A few weeks ago, Darrow Kirkpatrick blogged about the cost of raising a family while you’re saving for financial independence. Before I read his post, I had just finished emptying our 529 account with the final payment for our daughter’s college room & board. This seems like a great opportunity to compare our parenting expenses to the national statistics.

Raising a family is worth every penny, but finances are the wrong reason for starting a family. Hopefully, you make your decision to have kids (or not) for all the right reasons in your situation. Nobody has to start a family– there are already plenty of people in the world who need your love & support. Families are a personal choice, and financial fears should not hold you back.

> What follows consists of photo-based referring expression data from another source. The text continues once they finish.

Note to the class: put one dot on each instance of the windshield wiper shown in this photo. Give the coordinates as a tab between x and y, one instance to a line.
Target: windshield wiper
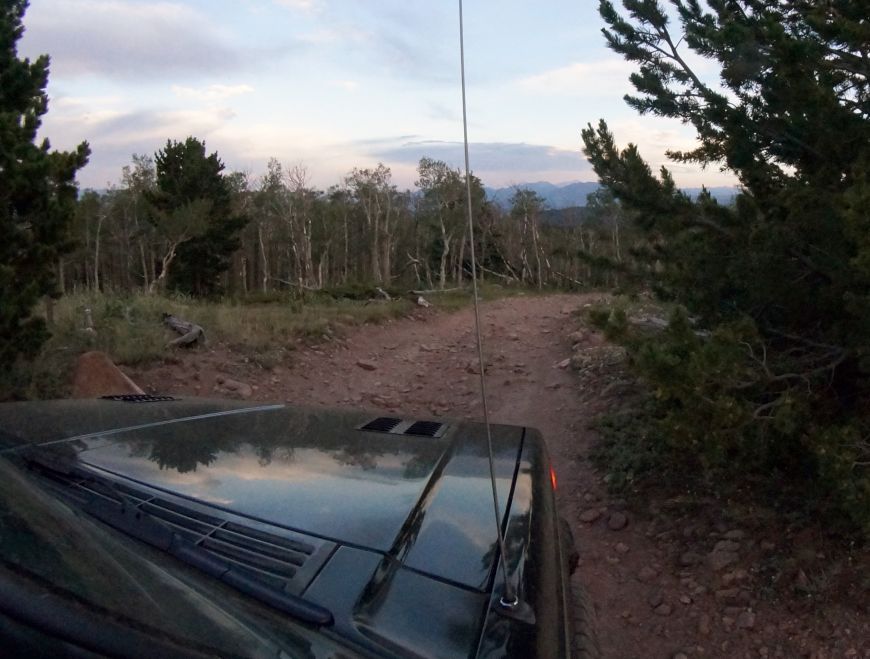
122	513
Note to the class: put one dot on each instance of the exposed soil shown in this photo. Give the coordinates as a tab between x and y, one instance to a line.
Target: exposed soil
668	577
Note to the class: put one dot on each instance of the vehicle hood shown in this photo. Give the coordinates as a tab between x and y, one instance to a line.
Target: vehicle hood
425	501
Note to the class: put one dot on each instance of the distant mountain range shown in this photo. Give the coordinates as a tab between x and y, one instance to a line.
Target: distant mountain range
574	194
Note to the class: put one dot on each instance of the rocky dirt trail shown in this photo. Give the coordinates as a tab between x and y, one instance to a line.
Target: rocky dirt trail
665	582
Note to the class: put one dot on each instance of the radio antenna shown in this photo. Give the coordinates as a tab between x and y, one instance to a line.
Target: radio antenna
509	599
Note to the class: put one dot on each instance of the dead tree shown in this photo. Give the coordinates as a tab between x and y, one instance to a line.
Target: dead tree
190	332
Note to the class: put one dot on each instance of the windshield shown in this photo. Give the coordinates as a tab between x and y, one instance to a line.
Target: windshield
55	549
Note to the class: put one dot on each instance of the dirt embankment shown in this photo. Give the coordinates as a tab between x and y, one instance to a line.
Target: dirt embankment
666	580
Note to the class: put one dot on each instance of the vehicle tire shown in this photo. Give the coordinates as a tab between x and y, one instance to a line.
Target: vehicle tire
584	637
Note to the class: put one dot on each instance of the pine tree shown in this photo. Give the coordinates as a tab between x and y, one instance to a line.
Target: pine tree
188	178
775	371
37	193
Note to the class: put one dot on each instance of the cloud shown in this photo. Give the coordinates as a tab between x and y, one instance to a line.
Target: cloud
486	156
303	5
347	85
126	40
212	92
602	78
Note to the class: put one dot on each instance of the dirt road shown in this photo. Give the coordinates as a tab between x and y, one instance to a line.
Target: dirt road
664	584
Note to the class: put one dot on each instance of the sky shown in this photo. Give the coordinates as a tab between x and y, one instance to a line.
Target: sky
335	84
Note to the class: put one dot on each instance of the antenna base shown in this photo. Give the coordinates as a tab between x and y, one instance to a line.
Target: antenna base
515	610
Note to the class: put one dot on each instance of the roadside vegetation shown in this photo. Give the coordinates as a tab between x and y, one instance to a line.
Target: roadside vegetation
758	378
755	375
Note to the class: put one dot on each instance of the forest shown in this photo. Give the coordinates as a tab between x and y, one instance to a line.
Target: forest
761	375
178	222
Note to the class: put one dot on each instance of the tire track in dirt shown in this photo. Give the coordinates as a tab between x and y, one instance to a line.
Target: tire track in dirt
650	602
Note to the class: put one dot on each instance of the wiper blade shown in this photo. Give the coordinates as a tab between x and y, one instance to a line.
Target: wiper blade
142	526
124	514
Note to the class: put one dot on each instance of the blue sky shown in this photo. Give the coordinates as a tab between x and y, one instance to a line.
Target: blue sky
334	84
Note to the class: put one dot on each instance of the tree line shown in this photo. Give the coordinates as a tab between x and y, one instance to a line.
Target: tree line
178	221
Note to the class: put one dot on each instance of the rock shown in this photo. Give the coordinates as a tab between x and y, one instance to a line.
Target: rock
727	595
727	545
704	625
719	560
241	388
617	521
690	558
746	620
589	516
578	337
647	574
734	576
663	610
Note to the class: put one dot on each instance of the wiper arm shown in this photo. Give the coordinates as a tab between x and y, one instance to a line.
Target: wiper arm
124	514
142	526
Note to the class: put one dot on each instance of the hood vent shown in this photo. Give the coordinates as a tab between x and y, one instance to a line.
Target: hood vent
405	427
426	429
381	424
138	398
285	562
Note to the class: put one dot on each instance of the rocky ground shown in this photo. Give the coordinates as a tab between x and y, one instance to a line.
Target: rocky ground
669	577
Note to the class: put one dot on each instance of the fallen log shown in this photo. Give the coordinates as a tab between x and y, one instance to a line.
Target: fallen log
190	332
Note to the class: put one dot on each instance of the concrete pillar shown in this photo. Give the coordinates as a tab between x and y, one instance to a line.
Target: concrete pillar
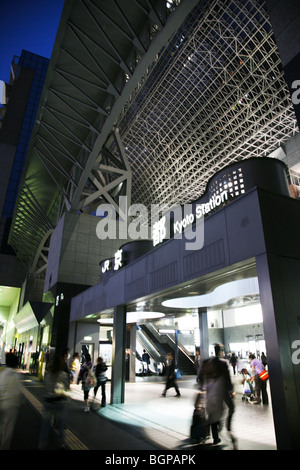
118	356
204	340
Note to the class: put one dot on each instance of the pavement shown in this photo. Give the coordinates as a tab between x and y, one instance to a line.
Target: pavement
146	423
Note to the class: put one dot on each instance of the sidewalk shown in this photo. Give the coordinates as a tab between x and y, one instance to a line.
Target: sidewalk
147	421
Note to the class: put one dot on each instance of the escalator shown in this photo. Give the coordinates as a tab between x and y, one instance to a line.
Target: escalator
158	345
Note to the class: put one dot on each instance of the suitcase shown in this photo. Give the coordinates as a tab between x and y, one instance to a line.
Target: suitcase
200	426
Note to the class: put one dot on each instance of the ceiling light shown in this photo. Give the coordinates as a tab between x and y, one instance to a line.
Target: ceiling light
135	317
220	295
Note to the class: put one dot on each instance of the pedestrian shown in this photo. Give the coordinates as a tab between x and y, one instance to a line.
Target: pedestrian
264	359
10	401
260	386
197	365
233	361
65	354
171	376
215	380
88	380
55	401
146	359
74	367
100	370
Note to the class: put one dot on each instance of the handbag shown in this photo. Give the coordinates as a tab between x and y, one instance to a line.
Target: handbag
264	375
90	380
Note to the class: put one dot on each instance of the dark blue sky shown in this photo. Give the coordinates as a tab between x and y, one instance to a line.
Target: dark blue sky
29	25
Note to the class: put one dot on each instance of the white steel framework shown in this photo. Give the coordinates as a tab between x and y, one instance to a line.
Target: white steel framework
217	95
149	97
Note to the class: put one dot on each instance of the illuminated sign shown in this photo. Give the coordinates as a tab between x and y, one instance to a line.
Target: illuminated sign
118	263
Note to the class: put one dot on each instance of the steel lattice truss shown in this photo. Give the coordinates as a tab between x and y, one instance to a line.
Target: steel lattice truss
151	101
217	95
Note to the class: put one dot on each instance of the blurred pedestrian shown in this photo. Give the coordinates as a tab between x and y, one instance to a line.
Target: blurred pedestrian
197	364
264	359
171	376
233	362
74	367
88	380
215	379
100	371
260	386
55	401
10	401
146	359
65	354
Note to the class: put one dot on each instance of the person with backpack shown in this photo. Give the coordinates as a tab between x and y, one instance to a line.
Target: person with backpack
215	380
87	378
100	370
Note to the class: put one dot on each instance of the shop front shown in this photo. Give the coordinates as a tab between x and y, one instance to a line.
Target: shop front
238	283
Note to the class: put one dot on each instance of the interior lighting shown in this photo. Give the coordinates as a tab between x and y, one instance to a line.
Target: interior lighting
134	317
220	295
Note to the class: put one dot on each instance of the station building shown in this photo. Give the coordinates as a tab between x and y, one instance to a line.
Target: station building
190	106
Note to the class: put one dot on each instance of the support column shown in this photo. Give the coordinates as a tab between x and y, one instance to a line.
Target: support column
118	356
204	340
132	353
279	279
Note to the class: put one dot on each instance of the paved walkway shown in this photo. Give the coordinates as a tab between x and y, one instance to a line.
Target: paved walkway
146	422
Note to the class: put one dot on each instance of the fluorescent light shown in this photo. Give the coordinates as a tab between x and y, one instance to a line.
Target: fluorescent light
135	317
221	294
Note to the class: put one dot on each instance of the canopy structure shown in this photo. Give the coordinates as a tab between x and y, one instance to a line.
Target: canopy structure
148	98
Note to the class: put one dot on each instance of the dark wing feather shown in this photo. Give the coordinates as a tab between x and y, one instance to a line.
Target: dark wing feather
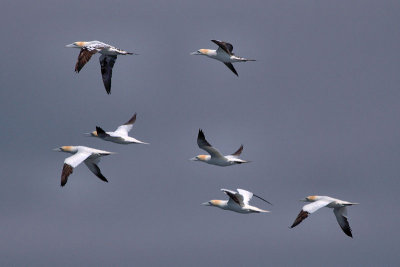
96	170
201	139
238	152
302	215
83	58
107	63
230	66
67	170
131	120
234	198
227	47
342	220
100	132
262	199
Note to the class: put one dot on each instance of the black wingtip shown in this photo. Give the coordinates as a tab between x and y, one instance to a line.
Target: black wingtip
201	134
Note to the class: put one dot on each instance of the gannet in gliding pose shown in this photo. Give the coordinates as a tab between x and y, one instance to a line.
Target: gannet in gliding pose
215	157
223	54
107	59
90	156
238	202
317	202
120	135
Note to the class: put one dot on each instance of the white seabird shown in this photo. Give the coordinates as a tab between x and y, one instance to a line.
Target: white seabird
215	157
108	57
317	202
120	135
223	54
90	156
238	202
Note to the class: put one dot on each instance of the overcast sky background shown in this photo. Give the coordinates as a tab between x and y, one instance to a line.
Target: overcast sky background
317	113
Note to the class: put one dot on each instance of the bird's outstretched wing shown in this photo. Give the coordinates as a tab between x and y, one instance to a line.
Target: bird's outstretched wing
203	144
84	56
341	217
107	63
70	163
227	47
91	163
127	126
308	209
230	66
101	133
233	196
238	152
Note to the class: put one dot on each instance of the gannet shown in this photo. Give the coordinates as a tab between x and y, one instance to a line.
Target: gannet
338	206
238	202
215	157
223	54
120	135
90	156
107	59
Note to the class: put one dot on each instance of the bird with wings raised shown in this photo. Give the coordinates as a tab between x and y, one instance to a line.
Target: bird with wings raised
87	155
238	202
215	157
120	135
317	202
108	57
223	53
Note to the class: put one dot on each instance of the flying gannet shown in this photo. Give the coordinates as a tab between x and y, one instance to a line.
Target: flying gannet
238	202
120	135
107	59
317	202
215	157
223	54
90	156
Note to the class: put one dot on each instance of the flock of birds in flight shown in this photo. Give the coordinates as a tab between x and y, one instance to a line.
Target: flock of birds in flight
238	201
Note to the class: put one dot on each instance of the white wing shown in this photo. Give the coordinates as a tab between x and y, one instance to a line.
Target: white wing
70	163
126	127
246	195
308	209
77	159
341	217
234	198
312	207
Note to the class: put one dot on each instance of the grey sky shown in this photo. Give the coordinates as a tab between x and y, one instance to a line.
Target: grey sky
317	114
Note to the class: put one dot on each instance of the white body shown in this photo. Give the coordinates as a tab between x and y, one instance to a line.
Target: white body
90	156
238	202
120	135
121	139
215	157
317	202
107	59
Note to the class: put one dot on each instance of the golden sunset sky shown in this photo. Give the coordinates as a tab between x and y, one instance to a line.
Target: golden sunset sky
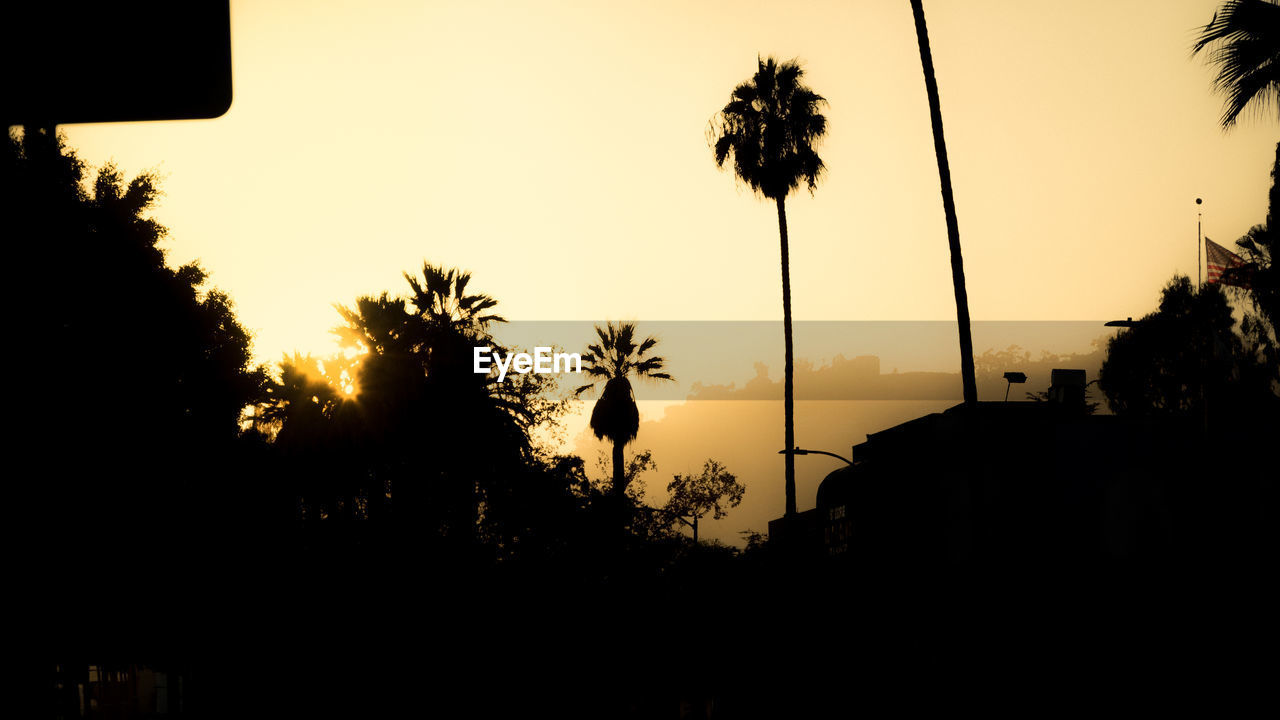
560	151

Yet starting a family might even improve your finances.

Before we justify that bold assertion, I highly recommend that you click the link to Darrow’s post. (It’ll open a new tab in your browser so that you can switch back & forth between our blogs.) He and I reach the same conclusions, although we got there by different paths.

For those of you reading on a tiny mobile device, here’s a key quote from Darrow’s post:

According to the USDA’s 2012 Expenditures on Children by Families, child-rearing expenses to age 18 across the U.S. averaged $241,080 per child in two-child middle-income families. Higher-income families spent $399,780 per child. (Expenses for an only child were greater by a factor of 1.25, while those for 3rd and subsequent children were lower by a factor of 0.78.)

Photo of baby sticking out its tongue at parent.

Setting a good example.

That cost doesn’t even include college! Are you really going to spend a quarter-million bucks on your child? More importantly, how much sooner could you retire if you invested that money?!?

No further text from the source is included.